To be fair, it wasn't always. Early in the system's history, quite a few people got mass-rated for the hell of it. "Hey, guys! Quit rating me down or I'll get sooo aaaaaangry!" "Oh oh look what I did I rated you down anyway!" was the basic model. Nowadays, though, everyone seems to find threads about ratings to be ambiently annoying as opposed to a call to arms, with a correspondingly mild response.

I fail to see the contradiction. The only "flaw" in the system is that it does not reflect an instantaneous measure of community feeling toward you - if a person's attitude toward you changes but he/she does not re-rate you, well, tough. So the rating system is an aggregation of community member attitudes toward you at arbitrary times. Overall, despite two degrees of randomness, ratings converge toward an accurate value.

They're about as accurate - and useful - as pre-election polls.
Quote:Original post by Kylotan
Sure, some people are in the 950-1000 range who are helpful and some are in the 1000-1050 range who are not so helpful, but generally speaking the high ratings go to useful and friendly people and the low ratings do not. The system works.


(Peers myopically at rating. Faints.)

Clearly I'm the exception that proves the rule.


Sean Timarco Baggaley (Est. 1971.)Warning: May contain bollocks.
Naturally, simply posting a lot of really long, seemingly relevant posts is also effective, stimarco. People don't actually read them of course, but it's only reasonable to assume that, had anyone bothered to read the post, it would have been helpful and therefore worthy of rating up.
SlimDX | Ventspace Blog | Twitter | Diverse teams make better games. I am currently hiring capable C++ engine developers in Baltimore, MD.
My personal experience on that topic (in short, here on gamedev, it's better to follow the mainstream if you find your rating important):

Today, I received many bad ratings, and I guess it is because I called stimarco a troll (dude, I bet you're a okay man in general, but that LISP-comment...) after he said basically that the inventor of LISP was an idiot [sic] and didn't go to school before producing "crap", disregarding the fact that LISP is the 2nd oldest surviving language (1950s), hence pioneer work, and that there wasn't much school at all where they teached compiler construction, so in that case stimarcos post was unqualified.

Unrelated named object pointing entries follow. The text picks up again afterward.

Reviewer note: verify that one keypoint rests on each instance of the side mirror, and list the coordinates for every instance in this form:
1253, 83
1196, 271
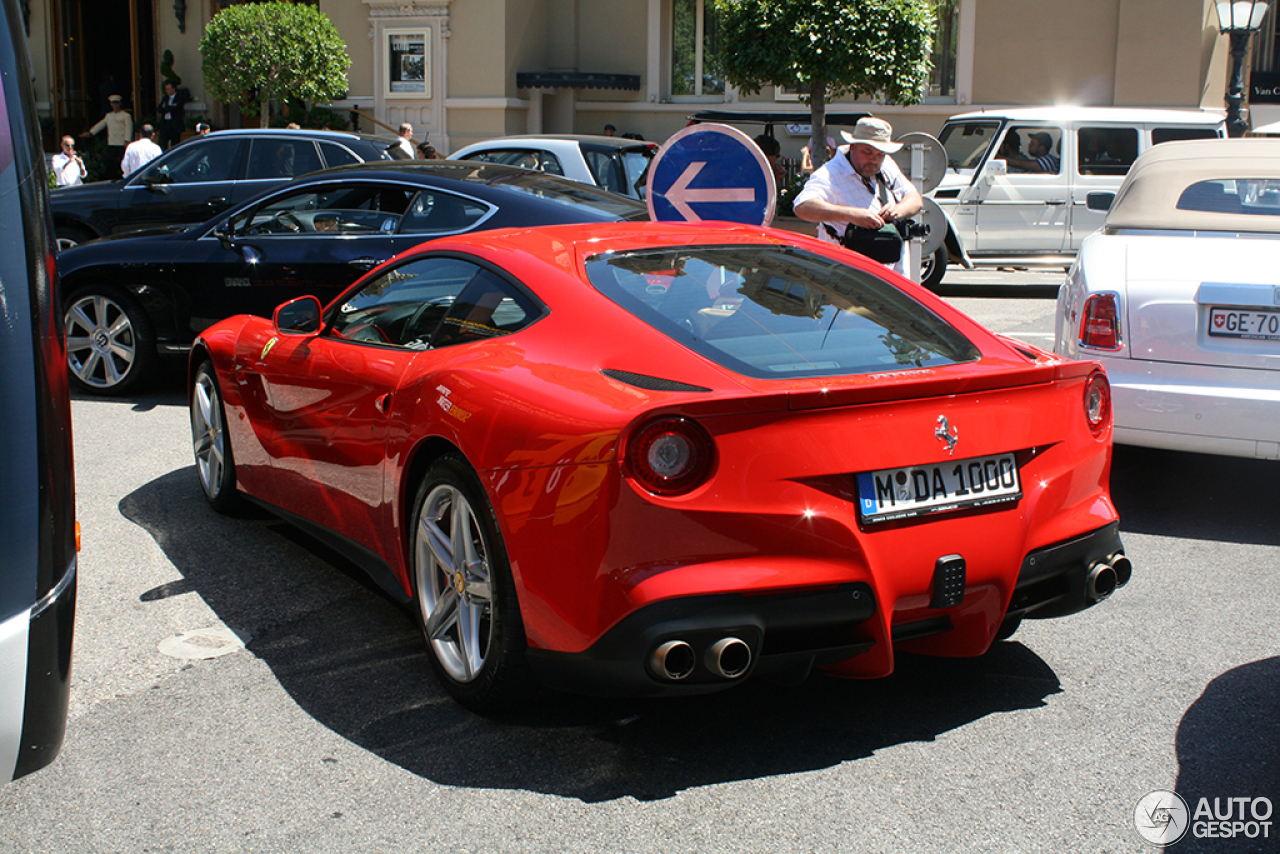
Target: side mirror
224, 233
155, 179
298, 316
1100, 202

Now, the man McCarthy eventually did not rate stimarco bad, and everyone seemed fine with stimarco calling him an idiot. So I went into that discussion and said that was "unqualified trolling", because that comment *was* unqualified, and usually unqualifiedness commentary *is* trolling. I added some more information about "Human-Readability". But then, all I received was bad votes, and my bet on that is that in general, only those people that follow the mainstream (Windows, Microsoft, C#, XNA, and stuff) have a chance of getting rated good in a bigger discussion.

I mean, just emphasizing the difference between Freeware and ..., meh (I shouldn't even think of saying the next, it would get me bad votes), recently brought me about -70 points.

What I learn:
* never ever say something that doesn't conform to the opinion of a 1500+
* never ever say one of the "badwords" (GPL, Free Software, GNU, Linux, Stallman, C++, LISP, Ray Tracing)
* go with the majority of people, or keep off bigger discussions where the majority rips you off
* don't even think of using irony like "write down XYZ 100 times ;)", people get pissed off by that when you're in the minority (contrary, they get happy when you've just ripped off someone of the minority with such a comment)

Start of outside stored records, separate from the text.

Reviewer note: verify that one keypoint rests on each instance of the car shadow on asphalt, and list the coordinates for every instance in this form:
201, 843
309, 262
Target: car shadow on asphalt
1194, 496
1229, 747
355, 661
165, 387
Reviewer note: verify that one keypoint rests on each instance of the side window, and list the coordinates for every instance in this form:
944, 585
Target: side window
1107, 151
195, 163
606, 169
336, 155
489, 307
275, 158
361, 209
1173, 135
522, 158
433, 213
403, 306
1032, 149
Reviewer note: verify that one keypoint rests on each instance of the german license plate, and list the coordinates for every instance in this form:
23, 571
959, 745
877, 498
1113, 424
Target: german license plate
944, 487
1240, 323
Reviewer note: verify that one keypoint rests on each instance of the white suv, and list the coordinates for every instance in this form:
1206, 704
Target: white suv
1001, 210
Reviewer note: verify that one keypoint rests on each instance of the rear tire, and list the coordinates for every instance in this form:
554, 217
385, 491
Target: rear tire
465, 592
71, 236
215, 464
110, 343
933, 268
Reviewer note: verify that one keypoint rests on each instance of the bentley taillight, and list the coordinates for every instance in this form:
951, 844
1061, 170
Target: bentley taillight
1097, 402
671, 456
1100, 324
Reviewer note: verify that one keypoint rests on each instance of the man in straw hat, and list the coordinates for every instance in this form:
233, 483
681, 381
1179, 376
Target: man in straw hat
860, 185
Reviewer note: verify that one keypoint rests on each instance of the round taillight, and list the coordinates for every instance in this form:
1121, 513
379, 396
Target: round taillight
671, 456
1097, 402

Yes, lots of complaining, but this is what I have experienced on gamedev. I have also seen the other site: When I started on gamedev some years ago, when I was doing terrain rendering in MSVCPP with DX8, everything was fine, ppl were friendly to me in general, I could participate in big and very public discussion, and they didn't ask questions like "why do publish your code under the gpl? man, that means i cannot cannibalize that code, you're so lame" (??!).

Well, same behaviour wrt my friendlyness to others, but switching from mainstream to non-mainstream brought me mostly bad votes.


(And I bet my rating will even get lower after my next statement (is 731 at the moment):)

Now I am really on the evil hippie side: GNU/Linux user, gcc user, C++ in times of C# user, Ray Tracing not Rasterizing (oh my god). Free Software.